Modelling the short term consequences of smoking cessation in England

December 04, 2000

Modelling the short term consequences of smoking cessation in England on the hospitalisation rates for acute myocardial infarction and stroke 2000; 9:397-400

The UK government may be taking the soft option on cutting smoking rates, suggests a study in Tobacco Control. A more aggressive policy, such as that deployed in California, could more than double the cost savings to the NHS and almost triple the reductions in the number of hospital admissions for heart attacks and stroke, finds the research.

Coronary artery disease currently costs the NHS around £1000 million, much of which is attributable to smoking.

Using published data from health surveys and national statistics on death rates and population growth, the authors worked out the likely cost savings and health benefits for the NHS in England from achieving the target set out in the government's white paper on smoking cessation, published in 1998. This aims for a reduction in smoking rates among adults from 28 per cent in 1996 to 26 per cent by 2005, and then to 24 per cent in 2010.

They applied the same data to the more ambitious targets set for California. These specify that smoking rates among adults be reduced from 28 per cent in 1996 to 22 per cent in 2005, and then to 17 per cent in 2010-a 1 per cent reduction every year.
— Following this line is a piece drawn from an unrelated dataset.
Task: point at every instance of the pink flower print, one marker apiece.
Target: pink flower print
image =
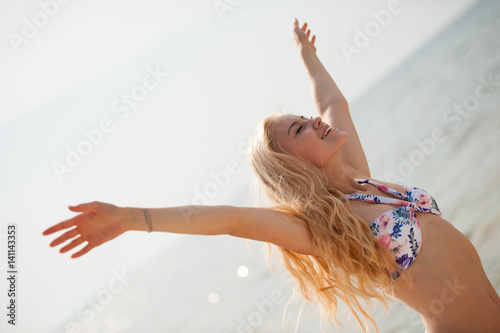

The results show that the UK targets would mean over 6,000 fewer hospital admissions for heart attacks and almost 5,000 fewer for strokes by 2010, saving the NHS £524 million. Adopting the Californian targets would avoid more than 14,500 admissions for heart attack and over 11,000 for stroke, saving the NHS £1.14 billion.

Dr Bhash Naidoo, Department of Public Health and Policy, London School of Hygiene and Tropical Medicine, London.